Sen. Tom Harkin (D-IA) last Tuesday questioned the effectiveness of self-regulatory watchdog groups, such as the National Futures Association (NFA), as the "first line of defense" against market abuse following the disclosure that Iowa-based Peregrine Financial Group (PFG) and its founder Russell Wasendorf Sr. allegedly defrauded customers of more than $200 million.
In a complaint filed in federal court on July 10, the Commodity Futures Trading Commission (CFTC) alleged that Wasendorf embezzled millions of dollars, manufactured phony bank statements, forged signatures and created fake bank addresses (see Daily GPI, July 11). The activities reportedly went on for nearly two decades without the NFA or the CFTC noticing. The alleged misappropriation of funds was uncovered during an NFA audit of PFG subsidiary PFGBest, which has since filed for Chapter 7 liquidation. Membership in the NFA is mandatory for all participants in the futures markets, including energy.
NFA last Monday said that it retained the law firm of Jenner and Block to conduct an internal review of its auditing practices and procedures with respect to Peregrine.

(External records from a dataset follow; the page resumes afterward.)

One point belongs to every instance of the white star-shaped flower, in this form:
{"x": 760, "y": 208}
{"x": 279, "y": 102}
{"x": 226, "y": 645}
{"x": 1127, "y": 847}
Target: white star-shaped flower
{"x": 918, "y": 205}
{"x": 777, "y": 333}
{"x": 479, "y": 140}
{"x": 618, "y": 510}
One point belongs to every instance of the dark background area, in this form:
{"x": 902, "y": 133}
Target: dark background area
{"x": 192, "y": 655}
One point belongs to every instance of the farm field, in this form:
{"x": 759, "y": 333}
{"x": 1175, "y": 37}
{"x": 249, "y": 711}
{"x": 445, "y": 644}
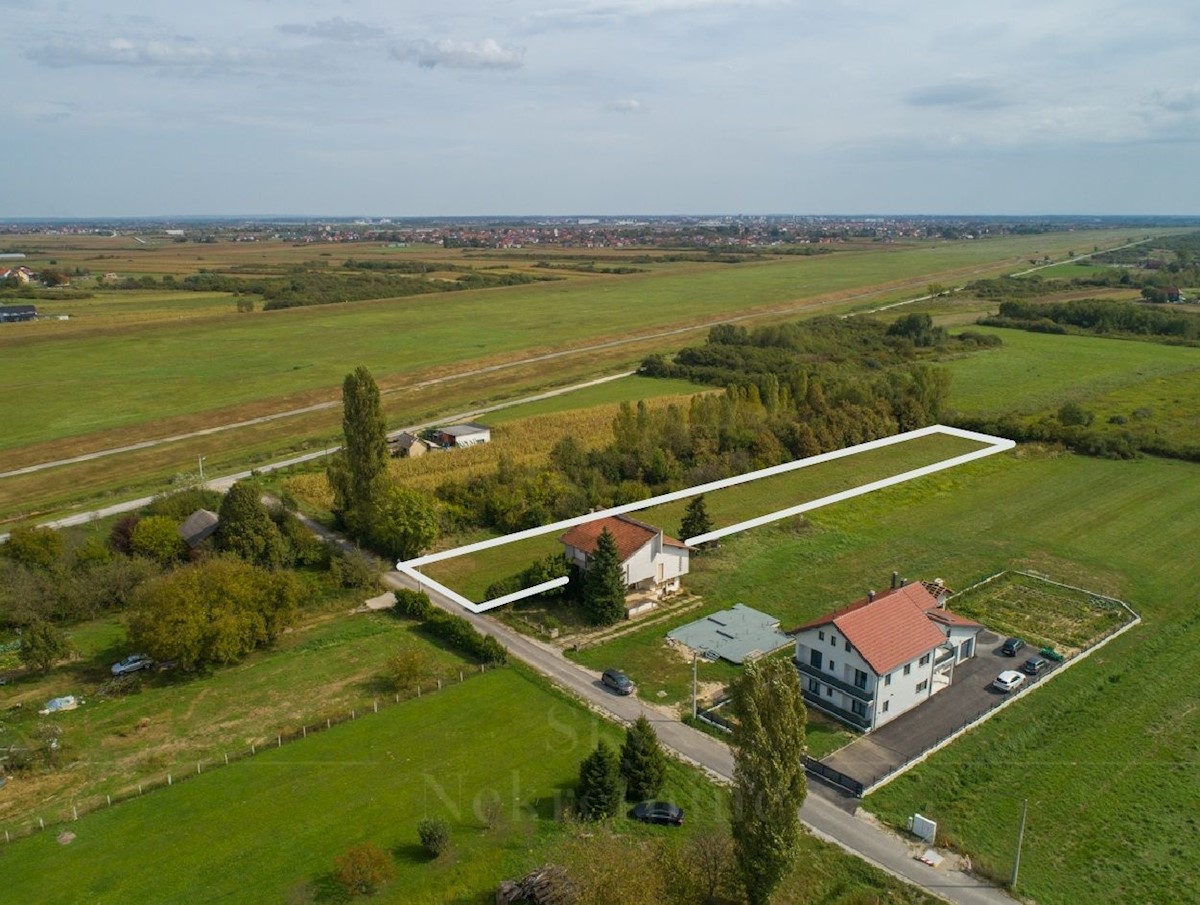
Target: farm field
{"x": 472, "y": 574}
{"x": 1032, "y": 372}
{"x": 263, "y": 828}
{"x": 1104, "y": 747}
{"x": 169, "y": 721}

To prevent a repeat of Peregrine, "I believe it's critical that we further update our rules giving regulators direct electronic access to all bank accounts and custodial accounts," said CFTC Chairman Gary Gensler.
"I'm astounded that this could go on for nearly two decades and yet nobody checked to see where these bank statements were going, who they were going to," Harkin said during a hearing of the Senate Agriculture Committee. The NFA was the "controlling agency" over Peregrine, not the CFTC, he said. However, "self-regulation only works if you have really tight controls from the regulatory body over them, which would be the CFTC," Harkin said.
"I'm losing faith in self-regulation unless there is adequate tight oversight by the agency" funded by the federal government. "So you [CFTC] have to have the personnel and resources to be able to [adequately] oversee the National Futures Association," he said.
Harkin asked Gensler how the House Appropriations Committee's proposal to cut agency funding by $25 million for fiscal year 2013 would affect the CFTC and the markets that it oversees. "I think there would be more mayhem in the markets," Gensler responded.
"I'm worried about the integrity of...markets, especially in the areas of swaps and futures," Harkin agreed. "When I hear people say, 'We need to get rid of the reforms of Dodd-Frank,' it makes me wonder whether or not [the] people are paying attention to the same things that we read about in the paper. It's high time that we get the regulations out," and finalized.
Harkin called on regulators to continue their investigation to determine whether anyone else other than Wasendorf was involved in the alleged fraud. "I find it hard to believe that one person with hundreds of employees dealing with all [of] these accounts could be the sole person responsible."